Answer, a national organization based out of Rutgers University, offers some solutions to the quagmire of sex ed in the U.S. In a collaboration with Advocates for Youth and SIECUS, Answer has developed a National Sexuality Education Standards for grades K-12, a holistic plan that counts as essential content issues pertaining to anatomy, puberty, identity, pregnancy, STIs, healthy relationships, and personal safety. Like the Common Core standards, Answer’s program outlines clear expectations of what students should know by the conclusion of their courses; it also encapsulates pre-service training, as well as ongoing professional development and support for instructors.
Advocates for Youth takes a grassroots approach, by training young activists to share their experiences and petition their school administrations directly for more comprehensive programs. Rhodes emphasized the importance of involving adolescents in the process. “You can have a program that you think is really awesome, but if it doesn’t resonate with young people, then you’re not going to have any results,” she said.

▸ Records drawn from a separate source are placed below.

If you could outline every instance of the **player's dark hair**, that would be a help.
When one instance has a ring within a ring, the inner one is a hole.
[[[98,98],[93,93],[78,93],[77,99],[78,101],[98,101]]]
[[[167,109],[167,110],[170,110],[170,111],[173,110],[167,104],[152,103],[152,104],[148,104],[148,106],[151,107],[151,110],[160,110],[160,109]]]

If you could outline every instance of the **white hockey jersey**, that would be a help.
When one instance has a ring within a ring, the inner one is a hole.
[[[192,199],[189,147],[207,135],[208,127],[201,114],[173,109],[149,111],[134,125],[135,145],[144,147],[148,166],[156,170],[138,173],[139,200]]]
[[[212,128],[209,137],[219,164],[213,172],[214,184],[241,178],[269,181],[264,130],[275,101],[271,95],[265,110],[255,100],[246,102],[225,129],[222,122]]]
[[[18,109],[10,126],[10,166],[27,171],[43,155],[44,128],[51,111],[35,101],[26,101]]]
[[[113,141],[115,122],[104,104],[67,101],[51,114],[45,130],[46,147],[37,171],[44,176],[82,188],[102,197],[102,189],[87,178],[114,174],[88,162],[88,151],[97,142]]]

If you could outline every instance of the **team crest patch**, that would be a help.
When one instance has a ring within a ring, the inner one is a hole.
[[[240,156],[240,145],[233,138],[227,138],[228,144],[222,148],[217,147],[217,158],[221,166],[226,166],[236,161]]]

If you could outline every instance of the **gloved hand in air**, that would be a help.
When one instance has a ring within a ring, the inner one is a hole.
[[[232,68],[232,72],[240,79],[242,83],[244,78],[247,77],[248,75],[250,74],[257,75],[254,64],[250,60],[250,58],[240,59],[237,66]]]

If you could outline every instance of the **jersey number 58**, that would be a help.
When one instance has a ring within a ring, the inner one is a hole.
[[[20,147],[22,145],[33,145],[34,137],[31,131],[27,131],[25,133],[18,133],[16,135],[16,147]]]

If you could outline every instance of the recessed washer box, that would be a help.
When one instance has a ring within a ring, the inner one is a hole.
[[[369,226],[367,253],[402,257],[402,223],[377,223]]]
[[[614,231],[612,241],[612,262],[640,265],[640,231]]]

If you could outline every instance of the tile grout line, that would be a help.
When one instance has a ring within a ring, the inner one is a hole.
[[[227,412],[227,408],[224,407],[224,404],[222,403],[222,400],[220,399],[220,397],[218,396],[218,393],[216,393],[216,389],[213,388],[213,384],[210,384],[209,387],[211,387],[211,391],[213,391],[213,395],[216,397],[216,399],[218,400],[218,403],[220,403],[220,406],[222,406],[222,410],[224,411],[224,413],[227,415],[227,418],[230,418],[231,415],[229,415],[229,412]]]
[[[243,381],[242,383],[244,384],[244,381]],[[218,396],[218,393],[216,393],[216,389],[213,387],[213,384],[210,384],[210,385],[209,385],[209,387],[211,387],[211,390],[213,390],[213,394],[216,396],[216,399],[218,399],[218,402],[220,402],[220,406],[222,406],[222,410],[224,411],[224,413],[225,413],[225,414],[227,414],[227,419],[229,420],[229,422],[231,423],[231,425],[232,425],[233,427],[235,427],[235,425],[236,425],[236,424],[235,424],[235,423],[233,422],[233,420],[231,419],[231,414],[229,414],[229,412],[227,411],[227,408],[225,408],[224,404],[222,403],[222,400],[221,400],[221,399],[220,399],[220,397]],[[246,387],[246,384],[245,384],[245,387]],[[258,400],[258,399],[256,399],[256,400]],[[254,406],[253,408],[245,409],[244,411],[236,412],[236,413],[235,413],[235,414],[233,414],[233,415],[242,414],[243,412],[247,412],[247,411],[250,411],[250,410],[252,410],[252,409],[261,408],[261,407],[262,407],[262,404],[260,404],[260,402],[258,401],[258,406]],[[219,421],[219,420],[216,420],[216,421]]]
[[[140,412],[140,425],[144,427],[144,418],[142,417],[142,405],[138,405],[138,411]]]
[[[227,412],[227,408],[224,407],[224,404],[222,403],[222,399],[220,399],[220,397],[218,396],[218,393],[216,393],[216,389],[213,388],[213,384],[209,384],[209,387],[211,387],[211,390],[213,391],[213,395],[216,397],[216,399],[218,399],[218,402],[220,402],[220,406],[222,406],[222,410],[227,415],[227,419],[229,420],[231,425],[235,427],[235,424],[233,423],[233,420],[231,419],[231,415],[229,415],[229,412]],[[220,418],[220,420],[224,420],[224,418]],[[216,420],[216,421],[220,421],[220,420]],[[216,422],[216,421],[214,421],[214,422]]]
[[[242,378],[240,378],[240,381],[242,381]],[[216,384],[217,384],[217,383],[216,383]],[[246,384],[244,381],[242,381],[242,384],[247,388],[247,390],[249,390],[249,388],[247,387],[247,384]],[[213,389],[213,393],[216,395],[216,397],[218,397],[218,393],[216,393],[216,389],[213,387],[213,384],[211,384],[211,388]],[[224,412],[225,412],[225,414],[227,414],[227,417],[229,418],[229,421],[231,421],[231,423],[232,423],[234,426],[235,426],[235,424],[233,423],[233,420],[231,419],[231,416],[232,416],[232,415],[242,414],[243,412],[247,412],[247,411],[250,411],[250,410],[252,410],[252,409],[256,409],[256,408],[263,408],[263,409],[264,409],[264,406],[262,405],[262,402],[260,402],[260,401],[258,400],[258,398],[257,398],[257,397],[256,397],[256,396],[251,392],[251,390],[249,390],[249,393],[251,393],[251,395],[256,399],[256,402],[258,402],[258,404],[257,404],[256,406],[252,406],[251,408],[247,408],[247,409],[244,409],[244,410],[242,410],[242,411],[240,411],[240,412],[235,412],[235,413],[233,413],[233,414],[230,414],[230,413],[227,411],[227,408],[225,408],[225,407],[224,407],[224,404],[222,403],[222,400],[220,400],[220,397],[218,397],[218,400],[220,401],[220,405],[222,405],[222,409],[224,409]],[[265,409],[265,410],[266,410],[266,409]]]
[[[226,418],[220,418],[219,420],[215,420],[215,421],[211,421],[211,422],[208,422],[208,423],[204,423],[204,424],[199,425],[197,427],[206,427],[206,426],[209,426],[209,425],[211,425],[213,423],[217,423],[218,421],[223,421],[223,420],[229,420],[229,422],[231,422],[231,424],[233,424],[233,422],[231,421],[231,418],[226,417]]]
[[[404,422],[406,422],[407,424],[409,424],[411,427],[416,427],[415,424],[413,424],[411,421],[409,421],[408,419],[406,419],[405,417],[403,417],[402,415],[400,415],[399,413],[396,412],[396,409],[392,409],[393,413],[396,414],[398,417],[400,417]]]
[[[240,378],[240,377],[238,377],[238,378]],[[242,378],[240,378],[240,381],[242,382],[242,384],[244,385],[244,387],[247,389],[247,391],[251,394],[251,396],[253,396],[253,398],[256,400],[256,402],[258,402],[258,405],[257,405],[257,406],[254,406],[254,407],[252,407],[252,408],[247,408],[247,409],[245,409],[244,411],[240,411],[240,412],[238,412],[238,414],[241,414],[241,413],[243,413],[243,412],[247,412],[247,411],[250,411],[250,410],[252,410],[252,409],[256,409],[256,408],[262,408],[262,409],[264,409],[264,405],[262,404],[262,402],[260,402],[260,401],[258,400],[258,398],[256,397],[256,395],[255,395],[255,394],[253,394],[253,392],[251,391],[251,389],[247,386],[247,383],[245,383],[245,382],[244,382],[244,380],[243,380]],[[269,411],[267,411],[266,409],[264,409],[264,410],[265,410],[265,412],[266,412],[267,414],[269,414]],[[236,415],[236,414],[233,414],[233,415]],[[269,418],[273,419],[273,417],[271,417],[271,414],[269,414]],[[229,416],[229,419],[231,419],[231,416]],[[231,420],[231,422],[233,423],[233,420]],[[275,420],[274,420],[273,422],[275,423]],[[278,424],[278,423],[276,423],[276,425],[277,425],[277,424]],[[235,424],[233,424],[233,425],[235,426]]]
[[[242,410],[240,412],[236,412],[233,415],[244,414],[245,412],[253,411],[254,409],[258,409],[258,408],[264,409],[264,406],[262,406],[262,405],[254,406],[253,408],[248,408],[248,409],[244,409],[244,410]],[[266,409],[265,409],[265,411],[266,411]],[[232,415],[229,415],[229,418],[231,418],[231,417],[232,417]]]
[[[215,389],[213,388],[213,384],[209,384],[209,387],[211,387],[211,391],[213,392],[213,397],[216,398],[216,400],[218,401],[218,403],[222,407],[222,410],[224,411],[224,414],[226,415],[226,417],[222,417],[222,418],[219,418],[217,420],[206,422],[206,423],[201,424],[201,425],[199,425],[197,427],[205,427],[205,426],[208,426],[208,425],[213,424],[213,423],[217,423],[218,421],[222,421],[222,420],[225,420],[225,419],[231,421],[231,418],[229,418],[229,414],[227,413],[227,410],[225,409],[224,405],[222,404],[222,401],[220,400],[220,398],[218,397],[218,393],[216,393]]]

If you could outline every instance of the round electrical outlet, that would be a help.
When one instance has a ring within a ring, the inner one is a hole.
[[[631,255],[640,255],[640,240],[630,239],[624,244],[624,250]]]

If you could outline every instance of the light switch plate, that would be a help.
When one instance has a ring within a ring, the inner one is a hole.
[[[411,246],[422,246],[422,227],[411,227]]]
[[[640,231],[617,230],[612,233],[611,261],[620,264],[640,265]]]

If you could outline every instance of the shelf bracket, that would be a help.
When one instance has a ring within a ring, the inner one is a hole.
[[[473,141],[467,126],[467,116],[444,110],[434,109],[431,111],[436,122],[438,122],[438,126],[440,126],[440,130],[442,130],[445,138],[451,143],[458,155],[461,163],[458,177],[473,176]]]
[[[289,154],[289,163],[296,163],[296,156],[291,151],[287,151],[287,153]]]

Chris observed that today’s adolescents have access to resources previous generations lacked: “Kids these days have the Internet, and it’s amazing for them,” he said. “But we were groping in the dark. With Newt Gingrich’s legislation as our best headlight.”
Websites liked Scarleteen, founded in 1998, indeed aim to provide the resources many schools fail to; Dan Savage’s unfailingly frank column, “Savage Love,” has also served as an educational tool for many confused young people. New York City, where Stephanie worked, employs a model that is considered relatively progressive, by offering a number of adolescent-focused clinics, which teens can find through a Department of Health phone app. “It’s awesome that we have that, but the education the clinics provide should be offered in public school,” Stephanie said. She pointed to countries like Finland—where 9 teens per 1,000 give birth, as opposed to 55 per 1,000 in the U.S.—where basic sex ed begins in kindergarten and continues throughout high school. “If we had a system that normalized sexuality from the beginning, it would just be a normal science class,” she said. “But it’s a cultural thing. Our values dictate that this is something we shouldn’t be talking about.”